Um dia cruzei-me com ele na “tasca” do ti Felino e dito João Paulo, já bem “untado” chutou-me com esta à queima-roupa:
“gosto de si, porque você, no outro dia, tratou bem a minha sobrinha…”
Nunca mais voltei a falar com ele…
J. Buga
Não tenho por hábito comentar as declarações de quem por aqui passa. Não o faço por qualquer motivo especial, confesso até que me sinto muitas vezes tentado, mas evito-me, porque me parece que o meu papel aqui é outro.
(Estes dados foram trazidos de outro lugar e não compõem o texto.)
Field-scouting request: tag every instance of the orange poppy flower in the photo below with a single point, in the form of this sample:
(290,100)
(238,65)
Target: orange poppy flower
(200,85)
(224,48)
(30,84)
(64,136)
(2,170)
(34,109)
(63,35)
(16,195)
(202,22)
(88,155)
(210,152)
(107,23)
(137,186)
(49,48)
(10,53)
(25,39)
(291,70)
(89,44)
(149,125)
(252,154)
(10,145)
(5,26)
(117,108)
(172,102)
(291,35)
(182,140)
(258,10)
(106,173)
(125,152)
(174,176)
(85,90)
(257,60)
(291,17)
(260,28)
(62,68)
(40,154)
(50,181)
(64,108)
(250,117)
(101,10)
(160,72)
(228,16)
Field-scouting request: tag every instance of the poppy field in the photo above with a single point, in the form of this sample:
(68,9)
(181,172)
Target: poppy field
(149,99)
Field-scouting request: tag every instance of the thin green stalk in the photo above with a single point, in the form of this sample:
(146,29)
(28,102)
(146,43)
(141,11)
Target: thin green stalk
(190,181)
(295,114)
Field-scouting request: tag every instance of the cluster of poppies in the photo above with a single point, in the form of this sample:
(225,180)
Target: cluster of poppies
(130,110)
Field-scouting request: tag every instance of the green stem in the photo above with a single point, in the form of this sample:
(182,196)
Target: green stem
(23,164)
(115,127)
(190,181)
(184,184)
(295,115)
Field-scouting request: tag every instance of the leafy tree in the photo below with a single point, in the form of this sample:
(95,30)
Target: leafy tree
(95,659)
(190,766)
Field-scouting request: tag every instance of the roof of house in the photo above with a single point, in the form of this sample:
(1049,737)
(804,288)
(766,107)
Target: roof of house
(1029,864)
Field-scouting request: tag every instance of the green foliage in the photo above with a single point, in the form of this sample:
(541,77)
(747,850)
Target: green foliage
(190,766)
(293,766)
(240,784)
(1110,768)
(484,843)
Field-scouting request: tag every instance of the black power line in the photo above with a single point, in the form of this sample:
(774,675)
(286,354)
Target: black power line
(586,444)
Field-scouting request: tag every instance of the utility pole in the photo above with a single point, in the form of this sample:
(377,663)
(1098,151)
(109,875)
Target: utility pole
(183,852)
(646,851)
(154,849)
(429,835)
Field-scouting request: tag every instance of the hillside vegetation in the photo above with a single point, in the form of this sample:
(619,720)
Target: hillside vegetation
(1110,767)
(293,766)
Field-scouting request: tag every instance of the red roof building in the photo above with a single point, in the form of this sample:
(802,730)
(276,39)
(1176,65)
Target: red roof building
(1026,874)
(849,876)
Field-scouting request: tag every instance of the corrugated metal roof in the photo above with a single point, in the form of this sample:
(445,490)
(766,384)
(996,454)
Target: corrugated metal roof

Mais do que argumentar ou conta-argumentar as posições dos clientes habituais, o meu trabalho aqui consiste sobretudo em municiar com a melhor lenha de azinho, a fogueira que arde na página-mãe, a que afinal dá sentido a este miradouro virtual e a que faz com que quem gosta de cá vir, se possa sentir tentado a voltar outra vez.
No entanto, atendendo à delicadeza e ao melindre do último post, não posso deixar de agradecer reconhecidamente as palavras amigas do Luís Bugalhão (essa de nos sentirmos amigos sem nos conhecermos pessoalmente dava uma boa tese de mestrado! Mas há-de acontecer em breve!); da Goyi (sempre certeira, com o passo e o pensamento muito definidos, com classe, com saber e arte! Muita vontade de te conhecer, também!) e do Victor. Sobretudo do Victor, pela profundidade e pela novidade. Sejas bem vindo! Não são só as minhas palavras que te impressionam. As tuas fizeram ricochete e falaram fundo em mim. Belíssimo o teu testemunho e reconhecido por o merecer. É incrível ver como aprendemos todos aqui, a olhar para os outros de maneira bem diferente. Obrigado.
Um grande bem hajam aos três, sobretudo por não terem cedido à tentação fácil de dizerem apenas o que pensam de si para si, mas compreendendo a dor alheia, que souberam fazer vossa.